中小企業の税制優遇基準「資本金1億円」見直し

中小企業の税制優遇基準「資本金1億円」見直し
政府検討
2015/6/17 3:30 朝刊
 政府は税制優遇の対象となる中小企業の基準を見直す検討に入る。いまは資本金1億円以下の企業が軽減税率などの対象になるが、大きな売り上げや利益を上げる企業が資本金を1億円に抑えて優遇を受けるケースがあるためだ。経済界などとの議論を今後本格化し、早ければ2017年度にも基準を変える。

 資本金に比べて操作しにくい売上高や所得を新たな指標にする案などが出ている。財務省や総務省、経済産業省など関係省庁は17年度の制度変更を視野に検討に入る。
 政府が本格協議を始めるのをにらみ、東京23区の中小企業が集まる東京商工会議所は16日、独自の見直し案の検討に入った。
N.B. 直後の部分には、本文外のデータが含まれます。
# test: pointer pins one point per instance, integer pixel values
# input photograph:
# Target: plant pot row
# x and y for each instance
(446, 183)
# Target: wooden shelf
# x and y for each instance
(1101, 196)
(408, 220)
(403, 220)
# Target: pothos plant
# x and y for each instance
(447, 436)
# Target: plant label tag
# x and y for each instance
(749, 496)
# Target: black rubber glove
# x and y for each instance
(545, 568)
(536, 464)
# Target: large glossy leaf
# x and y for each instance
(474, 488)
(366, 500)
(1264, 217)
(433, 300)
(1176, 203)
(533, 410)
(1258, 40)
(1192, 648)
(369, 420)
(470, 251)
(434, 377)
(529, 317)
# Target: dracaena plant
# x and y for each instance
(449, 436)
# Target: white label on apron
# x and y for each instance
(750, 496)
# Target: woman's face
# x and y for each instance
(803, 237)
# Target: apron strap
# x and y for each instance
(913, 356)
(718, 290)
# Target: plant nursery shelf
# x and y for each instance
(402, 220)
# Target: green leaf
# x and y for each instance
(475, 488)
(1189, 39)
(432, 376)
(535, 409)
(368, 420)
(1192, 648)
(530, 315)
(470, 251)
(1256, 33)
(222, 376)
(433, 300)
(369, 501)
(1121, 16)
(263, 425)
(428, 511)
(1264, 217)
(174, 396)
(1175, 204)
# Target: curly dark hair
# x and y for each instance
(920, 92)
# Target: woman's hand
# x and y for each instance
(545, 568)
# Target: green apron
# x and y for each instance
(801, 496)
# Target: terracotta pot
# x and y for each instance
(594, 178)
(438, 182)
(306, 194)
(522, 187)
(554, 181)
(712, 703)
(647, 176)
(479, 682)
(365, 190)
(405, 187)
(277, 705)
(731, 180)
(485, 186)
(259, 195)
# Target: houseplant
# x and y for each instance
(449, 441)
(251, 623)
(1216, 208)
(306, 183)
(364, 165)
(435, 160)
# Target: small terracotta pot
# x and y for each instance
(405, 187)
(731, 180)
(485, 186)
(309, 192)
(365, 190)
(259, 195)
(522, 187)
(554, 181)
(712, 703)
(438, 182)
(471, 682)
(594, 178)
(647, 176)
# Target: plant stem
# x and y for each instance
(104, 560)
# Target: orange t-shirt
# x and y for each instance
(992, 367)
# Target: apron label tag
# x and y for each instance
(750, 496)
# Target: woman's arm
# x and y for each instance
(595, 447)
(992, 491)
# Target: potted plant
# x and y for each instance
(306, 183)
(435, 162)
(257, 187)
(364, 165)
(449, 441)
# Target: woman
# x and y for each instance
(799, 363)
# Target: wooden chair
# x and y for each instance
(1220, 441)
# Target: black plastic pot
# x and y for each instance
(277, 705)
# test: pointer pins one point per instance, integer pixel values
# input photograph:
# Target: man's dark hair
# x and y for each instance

資本金にかわる指標を検討し、政府・与党に9月に要望書を出す。全国組織の日本商工会議所も夏から議論を始める。
 資本金1億円以下の中小企業には多くの税制優遇が認められている。赤字でも課税される外形標準課税はかからない。貸倒引当金を損金算入できるほか、欠損金の繰越控除も大企業より有利だ。
 本来は体力のない中小企業を守るための制度だが、アイリスオーヤマやジャパネットたかたのように1千億円以上の年間売上高がある企業が資本金を1億円にして優遇を受けることがある。シャープも一時、資本金1億円への減資を検討した。こうした事業規模の大きい企業が優遇を受けにくいようにする。
 米国は大企業と中小企業を分けず、所得水準が高いほど法人税率が高くなる累進課税を採用している。フランスはグループ企業の売上総額が一定額を下回る企業を中小企業と位置づけて法人税率を抑えている。